I've passed Moto many times with interest. It looks very commercially designed with banners featuring the chef's smiling visage looming over an array of his "fusion" dishes. It's a bit inset from the street so the orange also helps attract attention like children to a gingerbread house.
I don't write reviews of a place I've been to only once. This case is different because there were systematic and technical failures in their dishes that I can't simply attribute to "someone having a bad day." I was probably testing my luck too much after having had several successful dining experiences at Earl Sushi Bar. Moto was a devastating and pointlessly expensive dining experience.
The interior is surprisingly smaller than how it appears from the outside. It's dark and looks like a typical izakaya. There's a sushi bar as you enter, but they offer a wide variety of Japanese foods. Their menu is translated very poorly into English, and that's honestly not an issue for me as long as I can understand the Korean. It's too bad I don't understand fish species in Korean.
Before I grind my heels down and rip into the aspects of Moto I didn't like, I'll start with what I did like: the waitress and the pickles. The waitress was very attentive and took time to explain textures and tastes of the fish I was not familiar with. This might not be useful to some people though since she doesn't speak English. The pickles helped us stave our appetites as we waited for our food. While I used to get flustered when pickles would magically appear at every meal (mmm...pickles and spaghetti), I actually started enjoying them. These cucumber pickles were fresh and crisp with a bit of heat from the jalapenos.
The first dish we had was a nigiri platter. It comes with a variety of different fish, squid, and octopus. They were willing to accommodate us and substituted all the weird fish, squid and octopus with more salmon.
The cuts were beautiful. There is some serious knife skill going on back there. Even the white fish was fileted to have little tails. I also appreciated that they use the right portion of rice. Most restaurants use too much rice in an effort to bulk up the nigiri, especially in America.
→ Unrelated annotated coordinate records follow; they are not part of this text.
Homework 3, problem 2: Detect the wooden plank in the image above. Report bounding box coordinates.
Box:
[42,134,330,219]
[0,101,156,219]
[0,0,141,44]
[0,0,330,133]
I usually have to cut off half the rice under the nigiri in order to enjoy the fish properly.
Too bad the nigiri tasted blahhh.....My first gripe is that the salmon was frozen. Not previously frozen but ice-crystal-y FROZEN on the rice.
Frozen salmon. |
The local Korean white fish was chewy and had no flavor. It's just not the right kind of fish to throw on a bed of rice and call a nigiri. It needs to be served with a spicy red pepper sauce on some 회덥밥 (hwe-dup-bap). I cannot support this lazy version of "fusion" where a local Korean fish is passed off as nigiri. It just didn't make sense, and it tasted sub-par.
We ordered yakisoba in hopes of satiating our appetites and appeasing the horrid taste in our mouths from crunching on frozen salmon and blandly chewy fish.
The yakisoba was made of ramen noodles. Not the thick, Japanese kind either. Instant ramen noodles. If this is "fusion," I now understand fusion to mean cheap cop-outs to authentic cuisine. The unforgivable part was the taste. The sauce tasted bitter like the pan hadn't been cleaned properly and the burned bits from whatever was cooking in it before were just integrated into the dish. The sauce was watery, and the noodles had absolutely no flavor past the bitter, charred bits. It was terrible.
Ramen noodles in a bitter, watery sauce. |
In the end, we left here having spent about 30,000 won for the two dishes. It's not terribly expensive, but I've had better dining experiences at Pizza School for 5,000 won. Fusion restaurants in Korea usually means you'll be staring at your dish with WTF written across your face. In the end, I felt that using the name Moto was an utter disgrace to the innovative and environmentally-resposible Moto in Chicago. On a side note, I highly recommend Moto's Chef Omar and Chef Ben's TedTalk about "The Future of Food".